Census year comparison
| Metric | 2010 | 2020 | Change |
|---|---|---|---|
| Rank | #7,781 | #7,718 | 0.8% |
| Count | 4,266 | 4,134 | -3.1% |
| Per 100K | 1.45 | 1.38 | -4.6% |
Between the 2010 and 2020 Census, the number of Strachan bearers went from 4,266 to 4,134 (-3.1% change). The surname moved up 63 positions in the national ranking, going from #7,781 to #7,718.
FAQ
Name Census estimates that about 4,741 living Americans carry the surname Strachan. Using the current population baseline, that works out to roughly 1 in 72,296 residents.
Strachan ranks #7,718 in the 2020 Census surname tables and is classified on this site as "Rare." The Census recorded the name at a frequency of 1.38 per 100,000 residents, which is about 1 people out of every 100,000.
The raw 2020 Census file counted 4,134 people with the surname Strachan. That is different from the site's living-bearer estimate (4,741), which projects the surname's present-day count by applying the Census frequency rate to the current U.S. population.
It is the Census Bureau's normalized frequency measure. A rate of 1.38 per 100,000 means that if you picked a random group of 100,000 U.S. residents, you would expect about 1 of them to have the surname Strachan.
Between 2010 and 2020, the surname Strachan went from 4,266 recorded bearers to 4,134. That is a decrease of 132 (-3.1%). In the national ranking it rose from #7,781 to #7,718.
Among Census respondents with the surname Strachan, the largest self-reported group is White at 63.2%. The next largest groups are Black (28.0%) and Hispanic (3.8%). These figures come from the 2020 Census Bureau surname tables, based on how respondents described their own race and ethnicity.
White is the largest self-reported group for the surname Strachan in the 2020 Census, accounting for 63.2% (2,614 people in the source table).
Strachan appears across multiple self-reported groups in the Census data. The largest shares in the 2020 file are White (63.2%), Black (28.0%), Hispanic (3.8%). For 2020, the source file also published raw headcounts for each group, which is why this page can show both percentages and counts in the ancestry section.
Yes. This page is using the latest surname file currently loaded on Name Census, which is 2020. The historical section above also keeps any older Census surname entries we have for Strachan (2000, 2010, 2020).
No. The Census Bureau only publishes surnames that appeared at least 100 times in a given decennial Census. That means very rare surnames are excluded entirely, and a surname can appear in one Census release but disappear from a later one if it falls below the reporting threshold.
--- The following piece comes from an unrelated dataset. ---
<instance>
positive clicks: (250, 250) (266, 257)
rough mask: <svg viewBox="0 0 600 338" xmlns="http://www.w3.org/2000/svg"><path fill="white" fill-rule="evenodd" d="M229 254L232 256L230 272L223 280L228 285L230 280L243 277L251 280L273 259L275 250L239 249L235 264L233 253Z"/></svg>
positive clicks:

There are two main reasons: rounding and suppression. The Census Bureau rounds published values, and it may suppress very small cells to protect privacy. For 2020, the Bureau also published raw group counts rather than direct percentages, so Name Census converts those counts back into shares for comparability across census years.
A Scottish locational surname derived from Gaelic meaning "valley of the stream" or "place of the streams." The fuller origin note on this page goes into more detail.
All surname statistics on Name Census are drawn from the US Census Bureau's decennial surname frequency tables. These files list every surname that appeared 100 or more times in the 2020 Census, along with a count, a per-100,000 rate, and a self-reported demographic breakdown. You can read the full explanation on our methodology page.
For surnames, Name Census does not age cohorts the way it does for first names. Instead, it takes the Census Bureau's published frequency for Strachan (1.38 per 100,000) and applies that rate to the current U.S. resident population to estimate how many living Americans have the surname today.
HowManyOfMe.org, our sister site, answers that with the living-bearer count in one glance.